Die kleineren Partien fügen sich klug ins Ganze. Kristina Klein zeichnet eine Clotilde mit klarem, sauber fokussiertem Ton und verlässlicher Präsenz; sie setzt Stützen in die Szenen, die man oft unterschätzt. Marin Yonchev macht aus dem Flavio mehr als Staffage; sein Tenor sitzt vorn, die Ansprache kommt direkt, und in den kurzen Auftritten ist alles da, was man sich an Kontur wünscht.

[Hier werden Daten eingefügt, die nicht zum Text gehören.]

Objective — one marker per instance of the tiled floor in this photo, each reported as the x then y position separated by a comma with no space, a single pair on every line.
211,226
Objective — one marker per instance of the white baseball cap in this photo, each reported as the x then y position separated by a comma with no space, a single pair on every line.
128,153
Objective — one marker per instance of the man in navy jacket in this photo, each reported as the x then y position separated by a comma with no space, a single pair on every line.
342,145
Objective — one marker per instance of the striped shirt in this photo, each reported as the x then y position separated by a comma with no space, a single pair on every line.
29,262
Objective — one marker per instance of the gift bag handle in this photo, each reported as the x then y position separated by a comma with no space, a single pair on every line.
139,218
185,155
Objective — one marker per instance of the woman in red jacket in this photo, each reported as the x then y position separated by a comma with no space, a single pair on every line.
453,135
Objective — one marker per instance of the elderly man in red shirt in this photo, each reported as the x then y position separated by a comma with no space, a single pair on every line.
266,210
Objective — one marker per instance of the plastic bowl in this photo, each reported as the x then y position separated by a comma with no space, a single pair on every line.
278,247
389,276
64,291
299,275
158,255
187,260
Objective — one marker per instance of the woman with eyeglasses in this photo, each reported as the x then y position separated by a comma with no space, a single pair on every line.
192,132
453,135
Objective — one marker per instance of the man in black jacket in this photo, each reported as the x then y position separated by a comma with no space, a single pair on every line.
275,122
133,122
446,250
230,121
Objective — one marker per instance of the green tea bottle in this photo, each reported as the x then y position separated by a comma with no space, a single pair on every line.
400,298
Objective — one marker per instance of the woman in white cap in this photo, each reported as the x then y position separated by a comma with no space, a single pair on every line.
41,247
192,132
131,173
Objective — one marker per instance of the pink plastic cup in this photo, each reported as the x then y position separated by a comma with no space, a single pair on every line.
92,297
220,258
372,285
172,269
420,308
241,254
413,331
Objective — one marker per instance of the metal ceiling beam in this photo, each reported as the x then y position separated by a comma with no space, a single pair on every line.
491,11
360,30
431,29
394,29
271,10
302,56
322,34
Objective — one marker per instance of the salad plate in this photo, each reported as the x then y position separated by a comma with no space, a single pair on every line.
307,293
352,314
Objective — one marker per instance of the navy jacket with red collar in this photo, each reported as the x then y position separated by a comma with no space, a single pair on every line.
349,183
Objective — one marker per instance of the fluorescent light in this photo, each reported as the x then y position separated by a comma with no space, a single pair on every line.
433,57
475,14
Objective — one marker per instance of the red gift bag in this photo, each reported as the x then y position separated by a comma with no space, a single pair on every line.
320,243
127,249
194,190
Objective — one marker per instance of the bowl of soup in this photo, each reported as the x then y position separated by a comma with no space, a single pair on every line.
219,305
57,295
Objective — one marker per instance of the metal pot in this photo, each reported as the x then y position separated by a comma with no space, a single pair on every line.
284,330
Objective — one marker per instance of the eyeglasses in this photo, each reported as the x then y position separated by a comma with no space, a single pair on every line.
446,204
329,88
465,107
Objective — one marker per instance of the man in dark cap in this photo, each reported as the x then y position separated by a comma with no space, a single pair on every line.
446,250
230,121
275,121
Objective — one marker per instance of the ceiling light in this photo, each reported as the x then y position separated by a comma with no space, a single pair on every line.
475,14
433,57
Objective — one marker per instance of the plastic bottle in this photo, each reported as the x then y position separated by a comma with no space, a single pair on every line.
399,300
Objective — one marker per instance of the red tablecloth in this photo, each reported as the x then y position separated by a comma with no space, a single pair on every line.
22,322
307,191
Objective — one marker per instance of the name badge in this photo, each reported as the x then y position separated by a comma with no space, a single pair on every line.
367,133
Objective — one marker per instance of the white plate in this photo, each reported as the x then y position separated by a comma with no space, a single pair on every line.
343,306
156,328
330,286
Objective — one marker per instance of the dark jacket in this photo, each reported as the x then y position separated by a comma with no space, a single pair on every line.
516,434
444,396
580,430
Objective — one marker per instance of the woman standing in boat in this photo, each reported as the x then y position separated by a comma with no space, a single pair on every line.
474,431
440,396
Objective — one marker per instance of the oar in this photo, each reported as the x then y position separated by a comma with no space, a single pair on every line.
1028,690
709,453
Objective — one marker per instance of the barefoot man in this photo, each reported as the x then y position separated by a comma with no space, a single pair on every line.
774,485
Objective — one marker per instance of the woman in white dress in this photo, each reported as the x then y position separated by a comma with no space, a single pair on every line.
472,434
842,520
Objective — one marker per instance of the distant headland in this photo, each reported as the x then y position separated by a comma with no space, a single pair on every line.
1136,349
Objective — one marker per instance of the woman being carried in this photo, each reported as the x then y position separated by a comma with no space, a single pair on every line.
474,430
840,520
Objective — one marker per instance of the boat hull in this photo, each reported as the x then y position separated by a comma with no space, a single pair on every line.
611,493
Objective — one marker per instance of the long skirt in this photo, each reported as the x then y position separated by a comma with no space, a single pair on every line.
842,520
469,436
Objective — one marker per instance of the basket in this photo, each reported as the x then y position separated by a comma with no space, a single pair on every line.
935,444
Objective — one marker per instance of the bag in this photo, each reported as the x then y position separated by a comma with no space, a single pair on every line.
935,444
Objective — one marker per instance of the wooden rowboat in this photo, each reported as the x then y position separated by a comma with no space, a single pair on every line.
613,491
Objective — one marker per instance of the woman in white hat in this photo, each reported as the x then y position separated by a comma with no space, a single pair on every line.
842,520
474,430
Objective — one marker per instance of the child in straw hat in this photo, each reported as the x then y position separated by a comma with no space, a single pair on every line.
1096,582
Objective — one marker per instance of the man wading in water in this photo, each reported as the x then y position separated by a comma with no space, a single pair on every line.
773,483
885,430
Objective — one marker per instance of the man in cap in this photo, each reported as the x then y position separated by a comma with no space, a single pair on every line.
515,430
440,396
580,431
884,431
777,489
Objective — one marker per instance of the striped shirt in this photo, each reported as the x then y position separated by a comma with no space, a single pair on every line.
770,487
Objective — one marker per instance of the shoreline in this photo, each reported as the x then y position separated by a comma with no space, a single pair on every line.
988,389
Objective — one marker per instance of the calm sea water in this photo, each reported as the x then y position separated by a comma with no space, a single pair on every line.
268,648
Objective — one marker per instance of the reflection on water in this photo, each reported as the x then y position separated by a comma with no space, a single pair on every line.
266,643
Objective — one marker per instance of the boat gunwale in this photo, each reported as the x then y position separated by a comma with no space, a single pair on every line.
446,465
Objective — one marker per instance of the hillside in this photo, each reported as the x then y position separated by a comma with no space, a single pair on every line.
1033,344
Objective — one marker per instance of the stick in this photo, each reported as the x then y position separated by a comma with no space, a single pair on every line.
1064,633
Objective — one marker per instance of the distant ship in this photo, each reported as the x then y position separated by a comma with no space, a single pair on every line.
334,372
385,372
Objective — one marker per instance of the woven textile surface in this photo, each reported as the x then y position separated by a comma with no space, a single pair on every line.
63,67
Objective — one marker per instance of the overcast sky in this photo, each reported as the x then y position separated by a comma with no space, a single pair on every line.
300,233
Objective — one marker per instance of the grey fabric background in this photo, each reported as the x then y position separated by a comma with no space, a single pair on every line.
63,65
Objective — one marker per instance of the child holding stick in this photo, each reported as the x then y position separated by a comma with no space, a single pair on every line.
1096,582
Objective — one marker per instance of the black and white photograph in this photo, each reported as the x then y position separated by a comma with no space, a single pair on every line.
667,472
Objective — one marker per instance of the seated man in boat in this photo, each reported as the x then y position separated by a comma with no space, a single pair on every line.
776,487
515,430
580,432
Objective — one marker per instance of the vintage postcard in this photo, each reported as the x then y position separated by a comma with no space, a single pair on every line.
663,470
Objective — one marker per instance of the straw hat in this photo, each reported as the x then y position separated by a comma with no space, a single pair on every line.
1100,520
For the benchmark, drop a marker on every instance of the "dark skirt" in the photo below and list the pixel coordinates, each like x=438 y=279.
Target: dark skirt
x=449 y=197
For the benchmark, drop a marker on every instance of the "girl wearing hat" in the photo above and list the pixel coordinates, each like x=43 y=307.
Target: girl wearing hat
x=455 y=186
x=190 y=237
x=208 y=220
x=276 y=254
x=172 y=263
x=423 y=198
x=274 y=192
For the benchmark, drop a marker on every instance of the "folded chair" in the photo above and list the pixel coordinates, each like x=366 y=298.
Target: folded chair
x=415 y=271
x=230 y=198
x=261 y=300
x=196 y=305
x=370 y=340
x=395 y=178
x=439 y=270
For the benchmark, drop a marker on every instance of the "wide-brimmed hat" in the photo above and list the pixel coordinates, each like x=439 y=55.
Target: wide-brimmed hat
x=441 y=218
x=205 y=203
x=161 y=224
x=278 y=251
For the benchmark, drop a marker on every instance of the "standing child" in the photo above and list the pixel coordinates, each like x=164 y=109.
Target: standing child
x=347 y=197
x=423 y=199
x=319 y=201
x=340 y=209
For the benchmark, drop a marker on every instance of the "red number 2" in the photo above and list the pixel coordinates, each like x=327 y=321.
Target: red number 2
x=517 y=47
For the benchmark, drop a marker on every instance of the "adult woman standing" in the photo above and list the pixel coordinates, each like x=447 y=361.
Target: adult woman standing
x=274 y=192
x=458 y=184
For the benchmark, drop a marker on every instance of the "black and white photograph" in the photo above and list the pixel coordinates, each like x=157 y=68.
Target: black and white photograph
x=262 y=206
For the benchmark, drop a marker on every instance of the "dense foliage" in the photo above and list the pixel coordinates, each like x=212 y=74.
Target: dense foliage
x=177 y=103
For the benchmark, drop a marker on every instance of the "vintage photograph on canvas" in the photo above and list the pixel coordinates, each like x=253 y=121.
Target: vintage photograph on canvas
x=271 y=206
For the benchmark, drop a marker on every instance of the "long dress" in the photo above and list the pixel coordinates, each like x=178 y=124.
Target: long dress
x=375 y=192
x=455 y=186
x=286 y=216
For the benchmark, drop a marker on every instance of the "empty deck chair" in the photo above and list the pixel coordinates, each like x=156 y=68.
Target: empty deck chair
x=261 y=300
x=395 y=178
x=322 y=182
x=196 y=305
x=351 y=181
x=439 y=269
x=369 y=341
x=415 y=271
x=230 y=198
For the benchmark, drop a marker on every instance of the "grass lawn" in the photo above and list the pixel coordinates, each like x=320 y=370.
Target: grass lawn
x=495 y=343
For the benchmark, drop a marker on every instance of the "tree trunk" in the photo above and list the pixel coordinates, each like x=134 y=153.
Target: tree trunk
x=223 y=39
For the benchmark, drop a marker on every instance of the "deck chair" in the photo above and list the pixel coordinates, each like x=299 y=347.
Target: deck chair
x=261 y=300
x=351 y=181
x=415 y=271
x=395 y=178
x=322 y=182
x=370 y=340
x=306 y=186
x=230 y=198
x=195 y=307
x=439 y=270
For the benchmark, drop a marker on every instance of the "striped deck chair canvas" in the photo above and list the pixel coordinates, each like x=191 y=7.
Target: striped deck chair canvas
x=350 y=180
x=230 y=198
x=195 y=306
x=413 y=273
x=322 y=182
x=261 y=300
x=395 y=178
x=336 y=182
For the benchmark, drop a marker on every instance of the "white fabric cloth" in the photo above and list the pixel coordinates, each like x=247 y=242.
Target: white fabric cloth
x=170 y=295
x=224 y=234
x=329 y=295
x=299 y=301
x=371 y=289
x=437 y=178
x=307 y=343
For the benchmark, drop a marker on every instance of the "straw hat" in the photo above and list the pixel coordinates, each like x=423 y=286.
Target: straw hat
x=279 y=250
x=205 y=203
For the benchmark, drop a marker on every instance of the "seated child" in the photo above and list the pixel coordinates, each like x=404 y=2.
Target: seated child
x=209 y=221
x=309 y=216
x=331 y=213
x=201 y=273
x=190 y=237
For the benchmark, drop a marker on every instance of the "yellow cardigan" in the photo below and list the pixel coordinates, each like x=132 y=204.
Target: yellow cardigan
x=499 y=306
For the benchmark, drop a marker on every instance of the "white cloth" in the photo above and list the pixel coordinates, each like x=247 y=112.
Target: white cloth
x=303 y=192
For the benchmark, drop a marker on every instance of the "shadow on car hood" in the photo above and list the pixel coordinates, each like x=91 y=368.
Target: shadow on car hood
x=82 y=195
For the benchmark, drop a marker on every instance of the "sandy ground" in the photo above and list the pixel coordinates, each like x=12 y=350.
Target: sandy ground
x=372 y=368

Dass der Abend dramaturgisch so geschlossen wirkte, macht eine Episode umso absurder, die sich mitten in einem der zartesten Duette ereignete. Hinter mir raschelte es plötzlich, nicht dieses verlegene, sondern ein handfestes, aluminiumglänzendes Rascheln. Ich drehte mich um und sah einen Herrn im pinkfarbenen Kurzarmhemd, eine grotesk grobe Metallbrille im Gesicht, das Fernglas lässig um den Hals, die Alufolie des Vesperbrotes wie ein Perkussionsinstrument in der Hand. Er aß. Und er aß weiter. Schmatzend, kauend, staunensfrei, als befände er sich auf einer Hüttenterrasse mit Aussicht auf heilige Eichen. Zeichen, Blicke, leise Bitten – alles perlen ab. Eine Miniatur der Profanität, genau dort, wo Bellinis Poesie am dünnsten Faden hängt. Man fragt sich, warum. Eine Antwort gibt es nicht; die Musik gab sie zum Glück selbst, indem sie ihn übertönte, nicht in Dezibel, sondern in Bedeutung.

Weil es gesagt sein muss: Hindoyan steigert sich hörbar. Was zu Beginn sehr kuratiert wirkt, findet auf dem Weg ins Finale jene innere Spannung, die den Belcanto von innen her antreibt. Plötzlich entstehen Mikrobewegungen in den Übergängen, kleine Rubati, die das Sprechen der Melodie freilegen; die dynamischen Kuppeln atmen weiter. Wenn Chor, Orchester und Soli am Schluss in voller Kraft zusammengehen, ergibt sich dieses seltene Moment von Kollektivklang, der nichts zuschüttet, sondern alles bündelt. Ich fühlte mich – ja – weggedrückt vom Sitz, aber wichtiger: Ich fühlte mich hineingezogen in die Logik der Partitur.